Eighty years after Nazi aggression led to the outbreak of the Second World War, Michael Alexander looks at the indelible links between Poland and Scotland that were strengthened during the devastating conflict and its aftermath.
When the opening shots of the Second World War were fired on September 1, 1939, it was Polish blood that spilled in abundance first.
The Nazi invasion from the west, which began one week after the signing of the Molotov-Ribbentrop Pact between Germany and the Soviet Union, saw the Soviet Union invade Poland from the east on September 17.
While Britain and France declared war on Germany in support of their Polish ally on September 3, in the end their immediate aid to Poland was limited and on October 6, after more than a month of fierce fighting, the Germans and Soviets annexed Poland under the terms of the German-Soviet Frontier Treaty.
Hundreds of thousands of Poles died in those opening salvos and during the six years of war that followed, around six million Polish citizens perished.
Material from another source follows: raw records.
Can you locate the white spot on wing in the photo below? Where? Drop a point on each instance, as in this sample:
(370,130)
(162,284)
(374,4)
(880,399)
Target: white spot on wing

However, the spirit of Poland was far from extinguished, and when a Polish government in-exile was set up and continued to be one of the Allies, one of the areas where it’s presence could be felt most was here on the east coast of Scotland.
Today the legacy of those exiled Polish soldiers can be seen in the mosaic on the town hall of St Andrews which commemorates the large number of Polish troops stationed in the area after the capitulation of Poland and it is remembered through the General Sikorski bust in St Andrews’ Kinburn Park.
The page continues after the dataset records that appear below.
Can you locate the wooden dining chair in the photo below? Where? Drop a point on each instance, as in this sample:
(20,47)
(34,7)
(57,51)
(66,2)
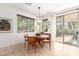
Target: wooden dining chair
(32,42)
(25,39)
(47,40)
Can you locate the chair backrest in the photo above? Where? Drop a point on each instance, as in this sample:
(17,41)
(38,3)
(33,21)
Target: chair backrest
(25,35)
(48,35)
(31,39)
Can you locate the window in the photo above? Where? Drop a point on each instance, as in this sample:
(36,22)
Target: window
(45,25)
(25,24)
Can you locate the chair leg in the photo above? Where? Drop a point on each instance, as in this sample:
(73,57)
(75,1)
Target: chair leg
(35,48)
(49,46)
(24,44)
It is recalled through the memorial sculpture created by world-renowned artist David Mach at Leven to commemorate the 1st Independent Polish Parachute Brigade being stationed nearby, through the Polish War Graves at the Jeanfield and Wellshill cemetery in Perth and through the remnants of the anti-tank defences that were constructed by Poles and still line the east coast of Courier Country almost 80 years after fears of a Nazi invasion of Britain.
It opened a new chapter linking Scotland and Poland which dated back centuries to the days of the Hanseatic League.
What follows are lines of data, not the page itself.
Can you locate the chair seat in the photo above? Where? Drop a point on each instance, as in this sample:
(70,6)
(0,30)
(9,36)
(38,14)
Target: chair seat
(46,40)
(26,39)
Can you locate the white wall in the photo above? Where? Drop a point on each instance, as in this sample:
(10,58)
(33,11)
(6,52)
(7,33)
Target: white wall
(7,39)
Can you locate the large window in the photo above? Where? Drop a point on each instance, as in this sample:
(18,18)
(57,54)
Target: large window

However, the Polish links also live on in our area today through the descendants of the many Poles who stayed on after the war and through the stories which are now part of Scotland’s own cultural history.
Cupar in Fife is one such place where renewed efforts have been made in recent years to remember the exiled Polish soldiers who were stationed there during the war.
At midday every day for hundreds of years, a trumpet call has sounded from the famous tower of St Mary’s Church in the Polish city of Krakow – and it still does.
The five-note traditional anthem, dating back to at least 1392, was traditionally a signal to mark the opening and closing of the city gates at dawn and dusk.
But when the Nazis overran Poland in September 1939, they tried to stamp out every Polish tradition – including the playing of the trumpet call.
Hundreds of miles away from Krakow, however, the trumpet call continued to sound each day throughout the war as exiled members of the Polish Army, stationed in Cupar from October 1941 until 1946, took to the tower of the town’s Corn Exchange each day to honour their homeland.
The aim was to remind their Allies of the common aim to defeat the enemy and restore the ancient customs of Poland and other lands.
The indelible links between Poland and Scotland, which date back centuries, were remembered at a special event held in Cupar in January 2017.
Polish military persons stationed in Cupar included the 1st Polish Rifle Brigade and an ambulance section which was billeted to the Lodge No 19 building at 72 Bonnygate.
Soldiers were also billeted to the former Cura’s fish and chip shop at the foot of Lady Wynd – now occupied by the Caspian fast food takeaway.
It was Polish soldiers who built invasion stop defences between Newburgh and Dysart, beach defences in Tentsmuir, and guarded German Prisoners of War.
Other Poles – unable to return home – came to the area after the war as “displaced persons” with many being temporarily based at the Annsmuir Displaced Persons’ Camp, Ladybank.
Some 72,000 Polish troops came to Scotland and there were 2,500 Polish-Scottish marriages as a result.
Unfortunately, the defeat of the Nazis in 1945 did not bring about Polish freedom. Poland was “liberated” by the Soviet Union, which installed a repressive communist regime there. Poland would be trapped behind the Iron Curtain until the Polish people finally threw off Communist rule in the 1980s.
However, with memorials already established in St Andrews, Leven and elsewhere, there’s been a growing realisation of the contribution and legacy left by the Poles in the area.
It’s a debate that has grown since Poland joined the European Union in 2004 when a new generation of young Poles moving to the area – making Scotland their home.
And it’s a relationship that’s taken on new relevance as Scotland, which overwhelmingly voted to stay part of the EU, considers its place in a post-Brexit world.